Solidade Lino, Luana Lise Carmo da Solidade; https://orcid.org/0000-0002-9844-4157; https://lattes.cnpq.br/3689003025298904
Resumo:
The thesis proposes a reflection on the limits and possibilities of literature based on the articulation between literature, song and performance, taking as a starting point Bob Dylan’s speech when he received the Nobel Prize for Literature in 2016. From this point of view, the dissolution of traditional boundaries of literature is discussed, highlighting multiple practices that involve the body, musicality and performance as part of contemporary literary work. The concept of “song-poem” is presented as a strategy to highlight the poetic power of songs, which gain body and meaning in performance, challenging classical notions of representation and authorship and proposing a more fluid view of the conception of genres.

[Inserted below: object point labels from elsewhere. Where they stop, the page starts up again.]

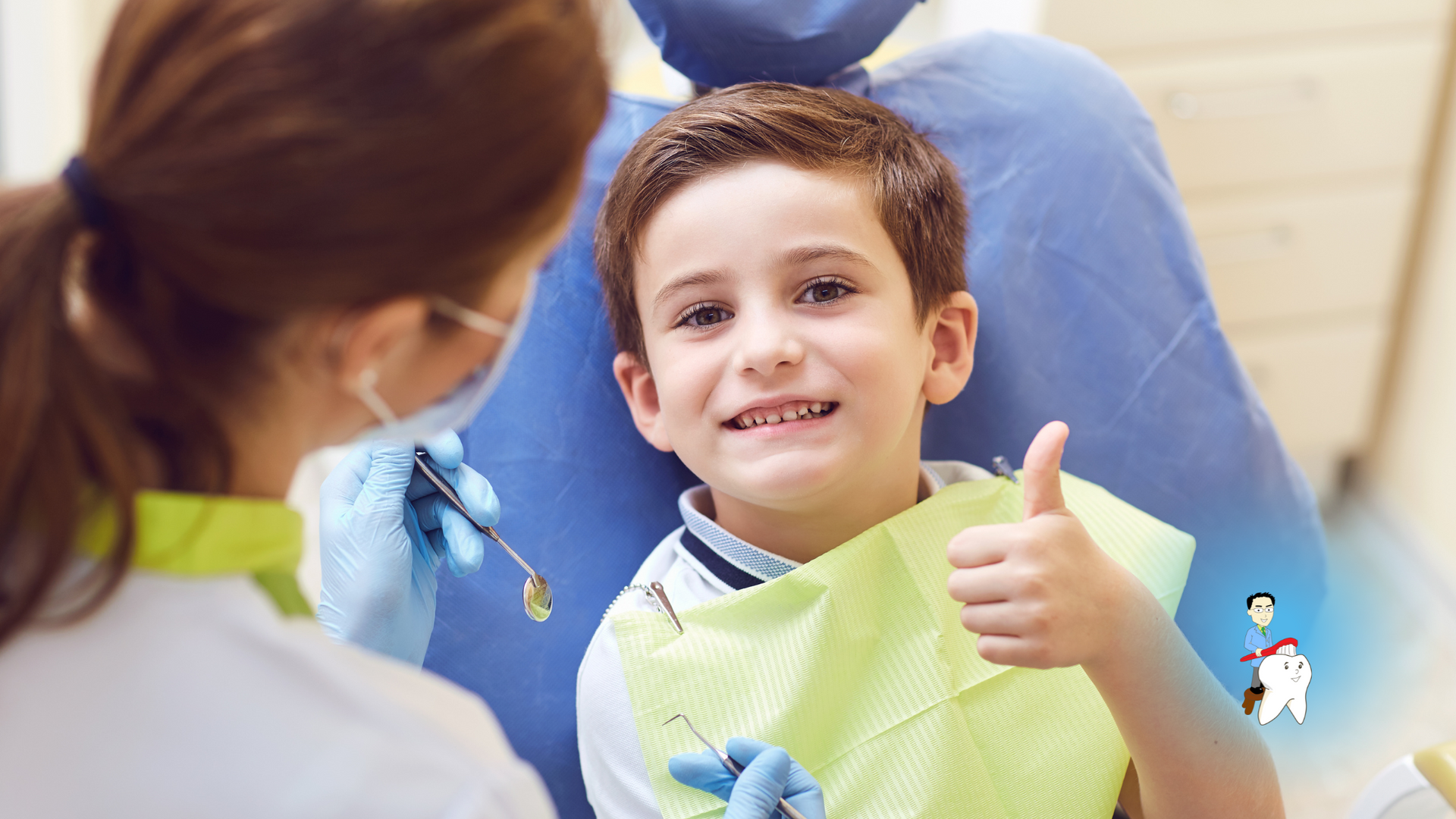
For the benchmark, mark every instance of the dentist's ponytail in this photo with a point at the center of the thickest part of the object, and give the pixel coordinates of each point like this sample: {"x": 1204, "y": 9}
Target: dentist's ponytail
{"x": 61, "y": 428}
{"x": 249, "y": 161}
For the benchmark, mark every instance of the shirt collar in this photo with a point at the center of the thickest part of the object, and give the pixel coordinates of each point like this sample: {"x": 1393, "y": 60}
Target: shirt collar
{"x": 696, "y": 503}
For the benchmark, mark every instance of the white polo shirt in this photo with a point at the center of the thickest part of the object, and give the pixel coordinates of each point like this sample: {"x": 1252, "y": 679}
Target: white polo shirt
{"x": 696, "y": 563}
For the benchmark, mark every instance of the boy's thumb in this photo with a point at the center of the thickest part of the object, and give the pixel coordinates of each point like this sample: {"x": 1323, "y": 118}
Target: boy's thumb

The proposed nomenclature also signals a perspective that proposes thinking about how several axes of reading complement each other and translate a conjuncture at the moment of the performance of poems that are sung. The concept of “performance translation” is designed as a response to this argumentative flow, to expand the traditional notion of translation, integrating it with Performance Studies and proposing translation as a multiple event, which goes beyond the triad established by Jakobson (1969) and involves the role of the interpreter as performer-translator. It is believed that the notion of performer-translator, proposed in this thesis, while challenging the traditional idea of authorship, assumes the role of a creative agent, capable of translating and staging difference, while also disseminating meanings. The analysis of the performances of Raul Seixas, studied here through the figure of the outlaw Cowboy, puts into practice the concept of performance translation, showing how the performance of his song-poems stages a poetics of freedom that critically translates the countercultural movements between the 1960s and 1970s, when Brazil faced processes of silencing during the years of military dictatorship.